Já consagrado e mundialmente reconhecido por sua arte, Philip não precisa provar mais nada a ninguém e por isso parece não temer a reação da crítica e do público diante de seu filme, permitindo-se em um tipo de liberdade pouco comum em produções de diretores estreantes. Sem receios, ele usa de inúmeras referências a sutis técnicas usadas pelos cineastas com quem já trabalhou. Sua maneira de filmar, por exemplo, lembra em rápidos momentos a técnica de Charlie Kaufman em Sinédoque, Nova Iorque (Synecdoche, New York, 2008), e seu cuidado gracioso com seus personagens centrais lembra em muito a dedicação da diretora Tamara Jenkins em A Família Savage (The Savages, 2007). Ao inserir esses pequenos detalhes em um filme tão singelo, Philip acaba realizando a difícil façanha de atribuir força ao seu trabalho.

E está justamente nesse uso inteligente e sutil de referências com os mestres com que já trabalhou (entre eles ninguém menos que Sidney Lumet, Anthony Minghella, Paul Thomas Anderson e Mike Nichols) que encontramos novamente a ambição de Philip, indicando que talvez haja por trás de tudo a intenção de realizar novos projetos na direção pela frente, cada vez mais complexos e intensos, quem sabe. Nota-se nesse ponto uma grande semelhança do ator com o personagem Jack. Talvez Philip também esteja querendo superar suas inibições, realizando metas que até então achasse impossível. Esse paralelismo entre os dois reforça ainda mais a adorável mensagem de superação implícita no filme.
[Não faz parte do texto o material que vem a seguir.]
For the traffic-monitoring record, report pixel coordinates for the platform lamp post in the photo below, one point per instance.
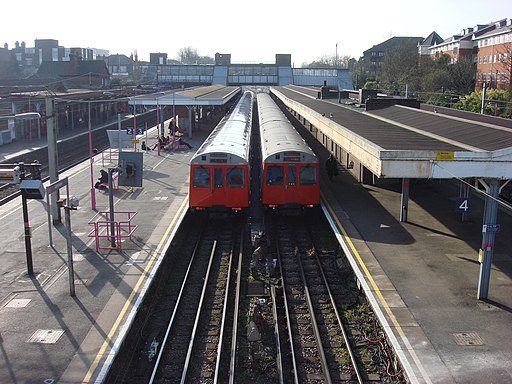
(91, 160)
(52, 156)
(26, 224)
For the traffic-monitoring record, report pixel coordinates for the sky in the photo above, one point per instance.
(251, 31)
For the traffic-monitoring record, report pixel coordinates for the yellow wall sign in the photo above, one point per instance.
(445, 156)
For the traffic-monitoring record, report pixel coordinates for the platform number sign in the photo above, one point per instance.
(463, 205)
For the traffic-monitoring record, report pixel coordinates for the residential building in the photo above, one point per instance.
(429, 41)
(461, 46)
(494, 57)
(74, 73)
(120, 66)
(373, 58)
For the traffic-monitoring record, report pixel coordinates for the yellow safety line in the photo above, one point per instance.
(372, 282)
(128, 302)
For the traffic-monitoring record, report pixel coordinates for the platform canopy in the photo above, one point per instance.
(209, 95)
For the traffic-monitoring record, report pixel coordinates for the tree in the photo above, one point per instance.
(462, 75)
(400, 66)
(329, 61)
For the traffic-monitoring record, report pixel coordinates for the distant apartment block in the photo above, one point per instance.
(493, 57)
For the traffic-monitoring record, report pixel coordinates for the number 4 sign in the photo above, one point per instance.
(462, 204)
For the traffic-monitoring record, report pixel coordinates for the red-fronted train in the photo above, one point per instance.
(290, 170)
(219, 170)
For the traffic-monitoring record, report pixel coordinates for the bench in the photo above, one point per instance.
(115, 182)
(175, 144)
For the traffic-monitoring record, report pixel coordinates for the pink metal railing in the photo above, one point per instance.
(104, 234)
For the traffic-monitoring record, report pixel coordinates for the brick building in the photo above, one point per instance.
(493, 57)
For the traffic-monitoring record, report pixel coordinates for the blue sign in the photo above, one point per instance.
(463, 204)
(494, 228)
(129, 131)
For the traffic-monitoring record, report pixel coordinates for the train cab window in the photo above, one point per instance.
(292, 176)
(217, 177)
(308, 176)
(275, 175)
(201, 178)
(235, 177)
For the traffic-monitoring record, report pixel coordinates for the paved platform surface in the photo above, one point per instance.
(46, 335)
(423, 274)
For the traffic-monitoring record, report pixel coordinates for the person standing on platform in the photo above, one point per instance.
(331, 166)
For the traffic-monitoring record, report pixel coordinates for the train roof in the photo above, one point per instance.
(231, 136)
(278, 135)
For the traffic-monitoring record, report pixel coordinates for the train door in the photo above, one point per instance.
(274, 187)
(292, 187)
(308, 190)
(218, 191)
(200, 191)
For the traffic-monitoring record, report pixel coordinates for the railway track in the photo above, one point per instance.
(293, 315)
(189, 333)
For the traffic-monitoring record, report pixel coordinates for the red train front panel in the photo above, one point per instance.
(219, 186)
(290, 185)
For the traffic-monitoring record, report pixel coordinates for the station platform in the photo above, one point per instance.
(422, 274)
(48, 336)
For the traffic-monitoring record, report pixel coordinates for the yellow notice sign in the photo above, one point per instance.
(444, 156)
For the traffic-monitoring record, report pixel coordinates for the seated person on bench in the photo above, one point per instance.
(102, 180)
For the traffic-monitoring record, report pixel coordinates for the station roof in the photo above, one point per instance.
(399, 141)
(208, 95)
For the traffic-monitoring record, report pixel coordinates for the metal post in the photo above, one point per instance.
(52, 156)
(71, 272)
(490, 215)
(484, 92)
(91, 160)
(27, 230)
(134, 126)
(111, 207)
(118, 134)
(404, 200)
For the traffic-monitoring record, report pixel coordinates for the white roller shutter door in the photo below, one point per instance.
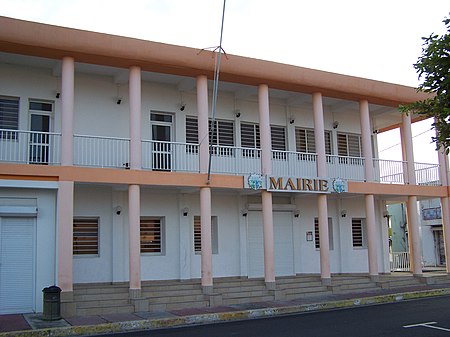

Vejo Você No Próximo Verão é uma primeira tentativa segura e bem executada, apesar de não ser uma experiência marcante. Por trás de tudo, talvez haja um Philip Seymour Hoffman se introduzindo aos poucos nesse terreno, começando com trabalhos aparentemente experimentais, mas com um desejo forte de crescer no ramo. Não podemos esquecer de que foi assim que ele começou como ator, e não seria nem um pouco surpreendente se conseguisse alcançar o sucesso também como cineasta através de seus pequenos truques. Especulações à parte, nada mais concreto do que afirmar que talvez haja um novo-velho talento despontando no cinema americano.